Norweski minister klimatu i środowiska zwolennikiem bitcoina

Sveinung Rotevatn, norweski minister klimatu i środowiska, w niedawnym wystąpieniu w podcaście oczyścił atmosferę wokół doniesień o szkodliwym wpływie bitcoina. Minister poparł jego użycie, a nawet przyznał, że sam posiada pewną ilość kryptowaluty. Stwierdził również, że BTC coraz bardziej udowadnia, że jest stworzony do przechowywania wartości.
To co najbardziej ekscytuje w związku z bitcoinem to fakt, że ma określone właściwości. Nie można tak nagle odkryć gdzieś złóż bitcoina, co dałoby jakiemuś krajowi ogromne zasoby. Bitcoin jest rozłożony równomiernie, jego zasoby przyrastają powoli, ale stabilnie, w dodatku jego podaż jest ograniczona. Tak, teoretycznie znakomicie nadaje się do magazynowania wartości – powiedział Rotevatn.

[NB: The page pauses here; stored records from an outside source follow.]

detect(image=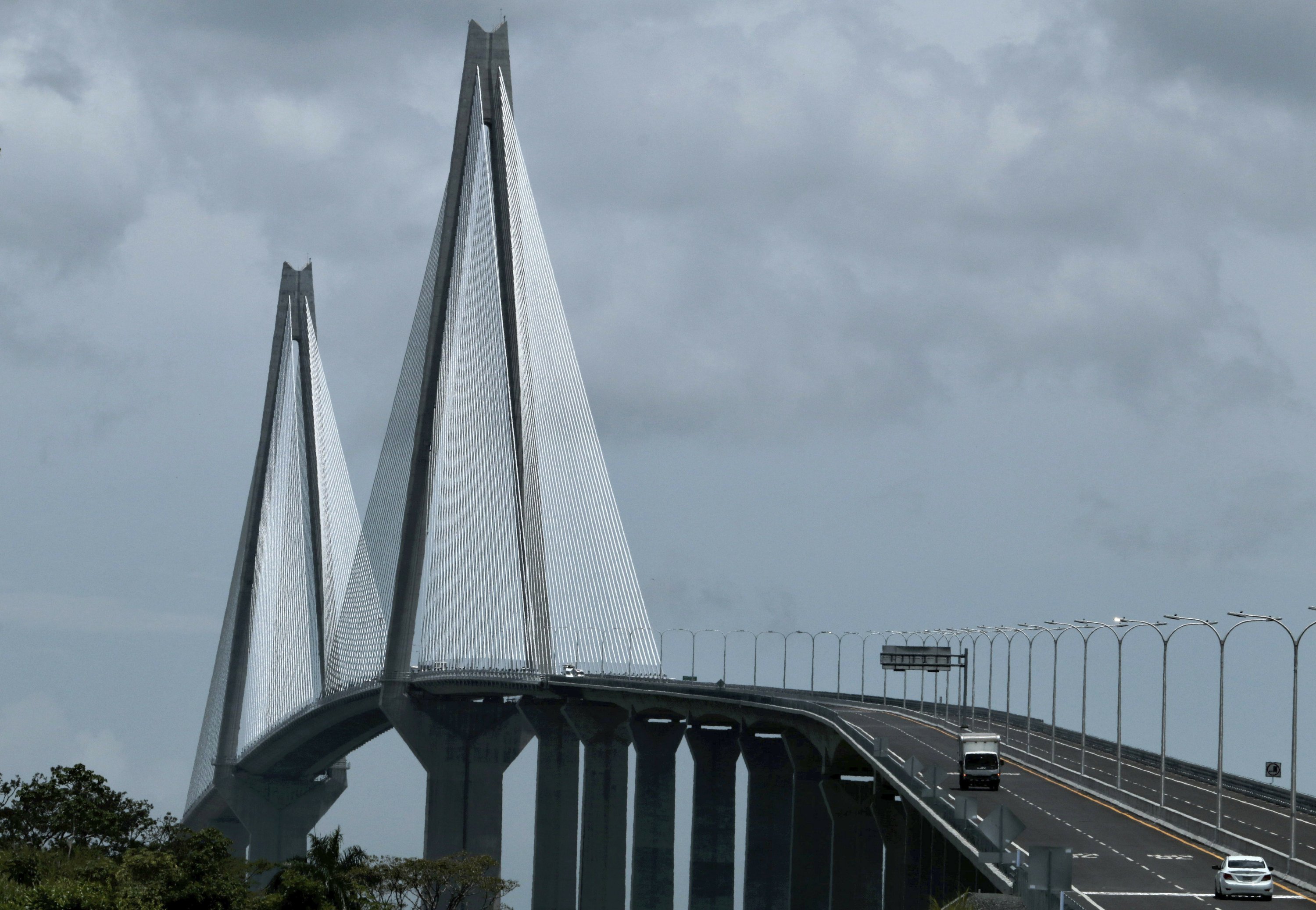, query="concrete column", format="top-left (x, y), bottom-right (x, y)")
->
top-left (686, 723), bottom-right (740, 910)
top-left (562, 702), bottom-right (630, 910)
top-left (380, 682), bottom-right (532, 874)
top-left (900, 802), bottom-right (932, 909)
top-left (821, 777), bottom-right (882, 910)
top-left (740, 730), bottom-right (792, 910)
top-left (215, 761), bottom-right (347, 863)
top-left (204, 810), bottom-right (249, 860)
top-left (520, 698), bottom-right (580, 910)
top-left (782, 730), bottom-right (832, 910)
top-left (870, 780), bottom-right (908, 910)
top-left (629, 718), bottom-right (686, 910)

U szczytu popularności bitcoina pojawiły się spekulacje, jakoby stanowił on zagrożenie dla środowiska. Mimo wielokrotnie dementowanych plotek i pomówień, przeciwnicy bitcoina nadal często próbują przebijać się z wiadomościami, według których „sieć Bitcoin zużywa tyle energii elektrycznej, co stan Teksas”. Nie wspominają jednak, że większość zużywanej energii pochodzi ze źródeł odnawialnych. Norwegia jest uważana za jeden z najbardziej skoncentrowanych na energii odnawialnej krajów na całym świecie. Fakt, że jej minister klimatu i środowiska, który jest również odpowiedzialny za kształtowanie polityki związanej z klimatem, opowiada się za wykorzystaniem bitcoina jako magazynu wartości, mówi wiele o tak zwanym niebezpiecznym wpływie bitcoina na środowisko. Krytycy wpływu BTC na środowisko nie zwracają również uwagi na to, że zużycie energii przez sieć Bitcoin jest niewielkie w porównaniu z wydobyciem złota i zużyciem energii przez sektor bankowy.